CHAPTER 8
Next morning, Lady Bridget was better and her mind clearer. There had been no return of fever, and, though the physical weakness was great and her temperature—had she taken it—would have been found a good deal below normal, her fierce determination not to remain helpless any longer gave her strength to get up and dress. She was not able, however, to do anything but lie in a half-alive condition in the hammock at the end of the veranda. All night the fire had blazed, but more fitfully, and this morning the lurid glare had died down. Only a murky haze, faintly red here and there, spread over the north-eastern sky. Small, isolated smoke-clouds rose above the stretches of forest, and an irregular-shaped tract of charred grass at the edge of the plain showed how far the flames had encroached upon it before they had been got under. One might well conceive with what almost superhuman exertions the beaters had at length accomplished their task. A large number of cattle had been driven by the fire on to the pasture beyond the home paddock—a pasture that had so far been carefully nursed in view of possible later necessity.
Bridget was bushwoman enough to comprehend the crippling effect upon McKeith's resources of the calamity, had she allowed her mind to dwell upon that aspect of affairs.
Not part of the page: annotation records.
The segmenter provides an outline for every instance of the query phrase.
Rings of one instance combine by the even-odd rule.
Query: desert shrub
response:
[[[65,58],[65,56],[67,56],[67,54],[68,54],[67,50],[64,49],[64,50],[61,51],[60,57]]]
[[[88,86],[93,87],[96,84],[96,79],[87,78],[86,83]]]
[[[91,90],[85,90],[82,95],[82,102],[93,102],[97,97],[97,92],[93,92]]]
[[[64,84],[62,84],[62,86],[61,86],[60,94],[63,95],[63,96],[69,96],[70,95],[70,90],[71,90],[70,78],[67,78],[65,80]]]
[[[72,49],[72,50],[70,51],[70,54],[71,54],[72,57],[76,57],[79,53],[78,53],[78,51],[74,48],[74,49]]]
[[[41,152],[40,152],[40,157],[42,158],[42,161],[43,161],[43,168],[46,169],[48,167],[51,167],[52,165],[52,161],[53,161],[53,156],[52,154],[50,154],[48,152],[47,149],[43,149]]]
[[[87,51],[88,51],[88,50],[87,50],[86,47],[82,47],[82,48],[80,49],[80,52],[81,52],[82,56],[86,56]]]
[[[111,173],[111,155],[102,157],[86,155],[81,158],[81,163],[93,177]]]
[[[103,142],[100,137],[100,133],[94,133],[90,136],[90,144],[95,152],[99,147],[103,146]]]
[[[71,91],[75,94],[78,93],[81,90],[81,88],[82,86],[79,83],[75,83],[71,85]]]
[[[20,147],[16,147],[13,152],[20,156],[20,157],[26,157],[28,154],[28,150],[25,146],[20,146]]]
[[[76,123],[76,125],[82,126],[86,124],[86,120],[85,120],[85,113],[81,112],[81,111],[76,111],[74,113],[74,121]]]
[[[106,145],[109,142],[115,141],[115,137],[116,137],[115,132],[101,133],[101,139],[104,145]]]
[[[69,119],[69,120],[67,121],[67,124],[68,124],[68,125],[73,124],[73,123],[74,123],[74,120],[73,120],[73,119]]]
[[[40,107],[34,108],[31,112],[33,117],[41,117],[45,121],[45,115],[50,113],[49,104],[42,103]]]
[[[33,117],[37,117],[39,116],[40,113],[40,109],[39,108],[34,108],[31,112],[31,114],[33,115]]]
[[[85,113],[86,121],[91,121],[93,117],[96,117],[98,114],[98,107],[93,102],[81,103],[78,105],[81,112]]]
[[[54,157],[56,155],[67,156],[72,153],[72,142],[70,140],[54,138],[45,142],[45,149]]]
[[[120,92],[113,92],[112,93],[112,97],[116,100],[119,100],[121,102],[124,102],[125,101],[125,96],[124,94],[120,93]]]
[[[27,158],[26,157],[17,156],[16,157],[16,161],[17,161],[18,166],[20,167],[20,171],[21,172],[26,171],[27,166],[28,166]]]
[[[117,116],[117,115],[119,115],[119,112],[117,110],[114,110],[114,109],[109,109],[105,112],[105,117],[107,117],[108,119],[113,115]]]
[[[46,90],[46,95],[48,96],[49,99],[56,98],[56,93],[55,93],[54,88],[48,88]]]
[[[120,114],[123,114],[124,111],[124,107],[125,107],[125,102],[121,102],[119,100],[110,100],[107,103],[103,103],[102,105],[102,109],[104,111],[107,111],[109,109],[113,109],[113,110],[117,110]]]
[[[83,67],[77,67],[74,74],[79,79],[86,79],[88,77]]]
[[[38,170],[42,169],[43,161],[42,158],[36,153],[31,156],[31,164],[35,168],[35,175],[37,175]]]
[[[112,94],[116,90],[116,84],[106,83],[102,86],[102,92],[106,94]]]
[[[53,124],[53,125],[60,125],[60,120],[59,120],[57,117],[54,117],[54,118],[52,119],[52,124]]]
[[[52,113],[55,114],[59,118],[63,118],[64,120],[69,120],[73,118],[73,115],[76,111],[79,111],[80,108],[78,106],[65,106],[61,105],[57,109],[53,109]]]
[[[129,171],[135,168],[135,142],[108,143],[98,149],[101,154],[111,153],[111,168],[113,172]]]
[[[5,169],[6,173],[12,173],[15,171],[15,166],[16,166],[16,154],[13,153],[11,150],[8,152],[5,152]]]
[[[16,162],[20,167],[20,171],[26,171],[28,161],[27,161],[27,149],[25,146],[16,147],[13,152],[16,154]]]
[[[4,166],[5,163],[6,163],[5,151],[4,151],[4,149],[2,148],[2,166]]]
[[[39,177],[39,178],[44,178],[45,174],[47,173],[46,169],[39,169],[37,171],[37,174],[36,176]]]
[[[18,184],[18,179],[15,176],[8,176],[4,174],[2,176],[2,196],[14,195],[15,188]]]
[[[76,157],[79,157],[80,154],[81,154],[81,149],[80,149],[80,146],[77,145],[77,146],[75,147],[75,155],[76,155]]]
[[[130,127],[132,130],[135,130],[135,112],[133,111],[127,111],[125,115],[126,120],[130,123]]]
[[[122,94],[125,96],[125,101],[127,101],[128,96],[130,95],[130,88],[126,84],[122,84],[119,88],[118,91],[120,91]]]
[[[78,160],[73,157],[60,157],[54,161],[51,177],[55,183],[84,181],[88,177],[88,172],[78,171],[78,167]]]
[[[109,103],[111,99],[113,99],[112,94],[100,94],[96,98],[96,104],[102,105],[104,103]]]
But her mind was incapable just now of dealing with practical issues. She felt utterly weak, utterly lonely. Although she was glad Maule had gone, she missed his sympathetic companionship to an extent that she could hardly have thought possible.
As the hammock swayed gently at the slight touch of her fingers on its rope edge, her imagination drifted dangerously and her senses yielded to the old drugging fascination. He seemed as close to her as had been his bodily shape a few days previously. She was conscious of the pull of his will upon the invisible cords by which he held her. If it were an unholy spell, it was, now, at least, in her desolation, a consoling one. He loved her; he wanted her. She knew that he was passionately eager to devote his life to her. He would wait expectantly until she wrote. With a few strokes of her pen she might end her irksome captivity in this wall-less prison of desert plain—this wilderness of gum and gidia.
As she lay there in the hammock, a child's clumpy boots pattered along the garden path and Tommy Hensor came up the steps with a big cabbage leaf gathered in his hand. He opened it out when he reached the veranda and displayed three Brazilian cherries, the first fruits of a plant growing in the Chinaman's garden.
'La-ship ... La-ship! I got these myself. I made Fo Wung give 'em me for you.'
At any other time the child's offering would have been received, at any rate, graciously. Now Tommy shrank away, startled by the look on Lady Bridget's face and the forbidding gesture with which she warned him off.
'Go away! ... Go away! ...' she cried. 'I don't want you.'
Tommy's common, freckled little face crumpled up and his blue eyes filled with tears. He dropped the cabbage leaf and the cherished Brazilian cherries and ran down the steps again, blubbering piteously.
Lady Bridget got up as soon as the child had clicked the garden gate behind him. She was ashamed of the spasm of revulsion that had seized her. She wanted to cast away from her the dreadful thought his appearance had suddenly evoked. She picked up the cabbage leaf with the fruit and flung them over the railings into a flower bed, where the butcher-birds and the bower-birds quarrelled over them, and the big, grey bird in the gum tree on the other side of the fence cachinnated in derisive chorus to Bridget's burst of hysterical laughter.
A little later Maggie came out from the bedroom with some letters in her hand.
'I've laid holt on your mail, Ladyship, turning out your room. I expect you forgot all about it.'
Yes, she had forgotten, absolutely; it seemed years since Harry the Blower had passed by and Willoughby Maule had departed. She languidly inspected the envelopes. Nothing among them of any importance—except one.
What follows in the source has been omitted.